Como é que você quer que meia duzia de pessoas que realmente trabalham chegue para contrabalançar as centenas de milhar que nada produzem, que não seja sacar dinheiro a essa meia duzia para se fazerem pagar em chorudos ordenados e benesses?
Esqueça a produtividade, nunca mais lá vai. Tente outra coisa.
A greve geral, vem tarde e não serve para mais nada que não seja complicar a vida à tal meia duzia atrás mencionada e poupar um dinheirão em ordenados, alguns quilos de clips, resmas e demais materiais estacionários que não serão roubados nesse dia.
Como as luzes nunca se apagam nem se desligam os computadores, nem na luz se poupa.
Se esta malta prestasse para alguma coisa, partia isto tudo, mas como conscientemente sabem que são demasiado bem pagos para o pouco que fazem (já que nada produzem)entendem que o melhor é estar quietos e calados.
Fazer uma greve um mês e tal depois de levarem no pêlo, é só um pretexto para preparem um belo farnel, umas bandeirolas e marcar viagem no autocarro.
Não serve para mais nada. Mais um pic-nic. Mas sempre se poupa no estacionário nas chamadas do telefone de secretária, alivia-se um pouco o tráfego de internet com menos mails e consulta aos blogs e sites do costume.
Mas não há azar, que no dia seguinte é tudo a dobrar, inclusive umas horitas extra para pôr as tralhas em dia.
Mas mesmo que isto melhorasse alguma coisa não ia dar em nada, que assim que isto melhore, arranja-se nova crise.Por causa dos mercados, das feiras, ou de outra coisa qualquer.
A gente acredita em tudo.
Não é verdade?

rui fonseca said...

"A gente acredita em tudo.
Não é verdade?"

Da caricatura que desenha ressaltam
muitos traços da realidade, reconheço.

Mas o meu entretenimento não são caricaturas, para as quais me falta jeito, mas uma, ainda que pobre, reflexão sobre o nosso destino colectivo.

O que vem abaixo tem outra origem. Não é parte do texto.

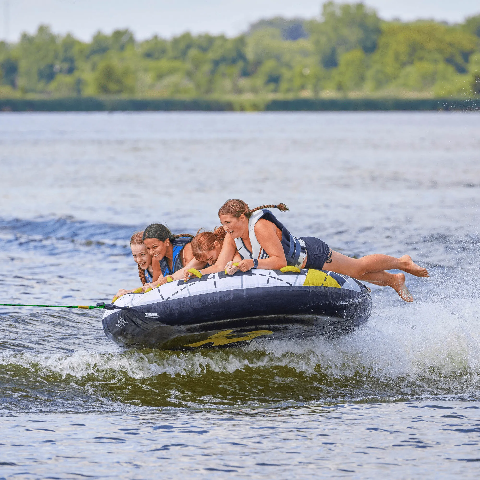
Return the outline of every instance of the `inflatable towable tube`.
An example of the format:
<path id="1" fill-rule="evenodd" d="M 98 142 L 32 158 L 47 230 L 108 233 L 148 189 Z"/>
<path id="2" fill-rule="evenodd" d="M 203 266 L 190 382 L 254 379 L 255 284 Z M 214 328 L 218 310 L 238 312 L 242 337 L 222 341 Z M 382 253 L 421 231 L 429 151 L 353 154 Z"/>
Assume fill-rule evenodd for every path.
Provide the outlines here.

Neste apontamento quis somente referir que, se a entrada no euro, para além das vantagens que nos trouxe, nos encaminhou também para opções que nos envididaram até ao insuportável, é forçoso que a sociedade se organize de modo a minimizar os custos da coabitação com uma moeda forte.

E admira-me que nem os políticos nem os académicos abordem o problema com a população. Porque é fundamental que a população perceba bem os motivos que nos truxeram a este beco e o modo de poder retroceder sem voltar a embicar nele.